If our thesis is correct, the spread should not have any problem returning to the 2016 low of -$9,315 (premium silver).  This is the minimum downside expectation.  Shorting at +$6k with an initial risk of approximately $3,000 on the trade puts the reward-to-risk ratio at 5-to-1 if the minimum downside expectation is met.

But a ratio of 50:1 (our minimum macro projection) implies that the gold (100 oz.)/silver (x7,000/oz.) spread would be priced somewhere between -$35,000 and -$51,000 (premium silver).  With that sort of price target, the initial risk of approximately $3,000 sets the reward-to-risk ratio on the trade somewhere between nearly 14-to-1 and 19-to-1.

On the one hand, the reward-to-risk may be a little overstated since we cannot ascertain the exact risk on the initial trade.  On the other hand, we didn’t do any projections on the impact that pyramiding would have if we add to the position if the trend unfolds in our favor.  That seems like a fair trade-off to me.

As a speculator, this kind of a potential payoff seems like a pretty smart bet.

Trade Strategy:

Place a hypothetical order to sell one December 100 oz. gold futures contract, buy one 5,000 oz. silver futures contract, and buy two 1,000 oz. silver futures contracts if the December gold (100 oz.)/silver (x7,000/oz.) spread closes at +$6,000 (premium gold) or higher.  Initially, liquidate the position on a two consecutive day close above +$9,000 (premium gold).   
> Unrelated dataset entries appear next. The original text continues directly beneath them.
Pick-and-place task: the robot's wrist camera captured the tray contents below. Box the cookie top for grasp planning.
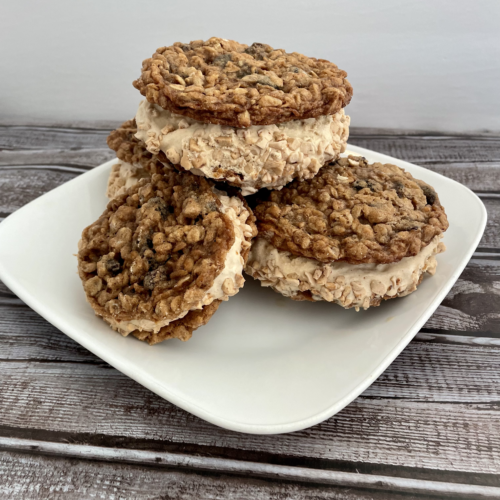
[255,156,448,264]
[133,37,352,128]
[78,170,255,323]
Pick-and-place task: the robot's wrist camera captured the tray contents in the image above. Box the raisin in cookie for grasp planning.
[78,170,256,344]
[134,37,352,127]
[246,156,448,309]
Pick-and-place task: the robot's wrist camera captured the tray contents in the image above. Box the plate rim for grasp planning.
[0,144,488,435]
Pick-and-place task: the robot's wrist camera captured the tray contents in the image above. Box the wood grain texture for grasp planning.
[0,148,116,170]
[424,259,500,335]
[0,452,446,500]
[0,123,500,500]
[0,169,77,214]
[0,437,500,498]
[0,126,110,151]
[349,133,500,164]
[0,332,500,474]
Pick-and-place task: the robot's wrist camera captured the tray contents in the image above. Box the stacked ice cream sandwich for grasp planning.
[78,38,447,343]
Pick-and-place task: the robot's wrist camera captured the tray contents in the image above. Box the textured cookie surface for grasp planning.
[255,156,448,264]
[78,170,255,343]
[106,119,167,174]
[134,38,352,127]
[136,100,350,195]
[245,235,445,310]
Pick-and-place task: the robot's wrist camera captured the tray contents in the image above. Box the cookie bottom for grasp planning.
[106,160,151,200]
[120,300,222,345]
[245,235,445,310]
Bund/BOBL spread: Exit June Contracts

Move to the Sidelines

The IMC blog is holding a short position in the June Bund/BOBL spread that was originally entered on October 10th.  Due to rollovers, the entry price is the equivalent of 30.73.

The nearest-futures Bund/BOBL spread has been stuck in a consolidation zone for the last few months.  Initially, the trading range was defined by the price range that followed the bounce in the second half of December.  But a failed breakout above the range in late February and a failed breakout below the range in early March reset those boundaries.  After that, it’s been about as exciting as watching paint dry.

Bund BOBL spread (nearest-futures) daily

Bund BOBL spread (nearest-futures) daily

The September spread is priced more than a full point higher than the June spread and is currently trading higher than the late February price peak, basis the nearest-futures.  Therefore, the expiration of the June contracts will cause the nearest-futures chart to show a breakout above the top of the range.  This is bullish price behavior and not a good development for bearish bets on the European yield spread.  On this basis, the blog is going to simply exit the June spread without entering a September spread.  In other words, we’re not rolling over.

Since at least December, the September Bund/BOBL spread has made a series of higher lows.  A double top that was established at the January and February highs was surpassed at the end of April below a pullback occurred into the first half of May.  This is bullish.

The spread has been in an upswing since the May 9th correction low was established 29.95.  So far, three-quarters of the pullback has been recovered.  Things still look good for the bull side of the spread.

September Bund BOBL spread daily

September Bund BOBL spread daily

A break of the May low would throw a wrench in things as it would put the nearest-futures spread back into the trading range and also crack near-term price support for the September spread.  This would be a good reason to reenter a short position.

Trade Strategy:

Exit the hypothetical short position in the June Bund/BOBL spread at the market.  Work a hypothetical order to short the September Bund/BOBL spread on a close below the May low of 29.95.  If filled, liquidate the position on a two consecutive day close above the contract high that precedes the entry (currently at 32.15).